An API (Application Programming Interface) in DataService Studio is a data access endpoint that developers quickly encapsulate based on various types of data sources. Once created, APIs can be called from business applications, software, systems, and reporting scenarios to facilitate data retrieval and consumption.

Function

A function acts as a filter for an API—either on the way in or the way out:

  • Pre-filter: Processes incoming request parameters before the API executes. For example, modify a parameter value or assign a default value.
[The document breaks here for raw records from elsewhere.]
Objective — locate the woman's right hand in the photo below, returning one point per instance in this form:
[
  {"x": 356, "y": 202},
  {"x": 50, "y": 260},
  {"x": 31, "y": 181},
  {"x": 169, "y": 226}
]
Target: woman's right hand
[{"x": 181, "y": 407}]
  • Post-filter: Processes the API's return results. For example, restructure the response data or append additional content.

Data push

The data push feature lets you create tasks that periodically push data to destination webhook URLs. Write SQL statements for single- or multi-table queries to define the data to push, and format the output as rich text or a table. Configure scheduling properties to control push frequency.

Open Platform

OpenAPI

The OpenAPI module lets you call DataWorks API operations to use DataWorks features programmatically and integrate your applications with DataWorks.

OpenEvent

The OpenEvent module lets you subscribe to event notifications for changes in DataWorks. For example, subscribe to table change events to receive real-time alerts about changes to core tables, or subscribe to task change events to build custom monitoring dashboards for real-time synchronization task status.

Extensions

The Extensions module is a plug-in system that works with OpenAPI and OpenEvent to process and intercept user operations in DataWorks based on custom logic. For example, build an extension to implement custom task deployment controls.